Despite AT&T’s last-ditch attempt to get a major project approved, the Hermosa Beach Planning Commission Tuesday night held strong to its Oct. 15 vote and unanimously denied a conditional use permit to allow the telecommunications firm to install cellular site antennas on the Hermosa Beach Community Center. The matter could now go before the City Council members who reserve final judgment on the issue.

At its July 23 meeting, the council recognized the Community Center as a locally significant landmark. Several months later, it authorized AT&T to proceed with obtaining permits to install the antenna on the parapet of the community theater and advised City Manager Steve Burrell to go ahead with negotiations for a lease agreement.

The commission denied the request in a 4-1 vote in October and AT&T subsequently urged the city to review the project again after it had generated alternative designs to make the antennas look more aesthetically pleasing to make it consistent with the center’s newly restored face lift.

The Hermosa Arts Foundation, a nonprofit group that has helped to restore the center’s architecture along with asking the city to give it local historic significance, reviewed the proposal and disliked the recommendations.

“We are adamantly against this updated proposal that defaces a very historical building,” said Rick Koenig, the foundation’s vice president. “Quite frankly, we were shocked with their ideas. AT&T’s design team needs to put the cap back on the glue bottle and we are asking you, please don’t put an antenna on this building.”

The Community Center has a different historic designation than that of the Bijou Theater in downtown Hermosa Beach. However, the appointment allowed for the Hermosa Arts Foundation to apply for a grant with the Preserve Los Angeles Planning Grants Program at the Getty Foundation.

If approved, the Getty grant would assist the Arts Foundation in maintaining the art deco architecture of the building built in 1935 as the Pier Avenue School. The Arts Foundation recently restored the exterior of the Community Center with new maroon and gray paint with the consultation of the Los Angeles Art Deco Society.

AT&T’s new proposal suggested painting a horizontal band along the building’s parapet in the same burgundy color now the color of the 3-D pillars that rise up from the building’s exterior.
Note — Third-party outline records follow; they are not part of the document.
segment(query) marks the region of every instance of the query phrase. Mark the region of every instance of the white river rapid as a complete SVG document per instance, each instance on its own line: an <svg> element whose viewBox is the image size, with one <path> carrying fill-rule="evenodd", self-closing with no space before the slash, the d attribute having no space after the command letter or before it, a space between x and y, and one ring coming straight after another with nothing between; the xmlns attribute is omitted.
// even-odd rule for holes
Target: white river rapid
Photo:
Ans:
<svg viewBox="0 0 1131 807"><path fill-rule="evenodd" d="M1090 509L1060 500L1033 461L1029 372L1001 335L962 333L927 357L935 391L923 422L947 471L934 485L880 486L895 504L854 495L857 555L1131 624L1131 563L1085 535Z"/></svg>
“The Arts Foundation didn’t feel these new ideas were acceptable for them,” said Community Development Director Sol Blumenfeld. “It did not feel it was the appropriate treatment for the building.”

The city would receive $2,500 or more each month for permitting AT&T to install six 2-foot-by-6-foot cellular phone antennas on the building’s north, south and west facades.

 

If ever approved by the City Council, AT&T may install two antennas at the west portion of the building facing the center’s parking lot, at the southern end near 11th Place and along the north side facing Pier Avenue.

Aside from the city’s Community Resources Department offices, the building also houses the Hermosa Playhouse and the 2nd Story Pier Avenue Theater.

Commissioner Pete Tucker thought AT&T could have spent more time in its redesign and felt the company didn’t understand the center’s architectural elements.

“I don’t think they get it,” he said. “There are ways to do this but I think they wanted the easy way out. I give it a zero for originality and they should have really reviewed this project the first time around. There are ways to design these installations where you don’t even know an antenna is there.”

Representatives from AT&T did not attend Tuesday’s meeting.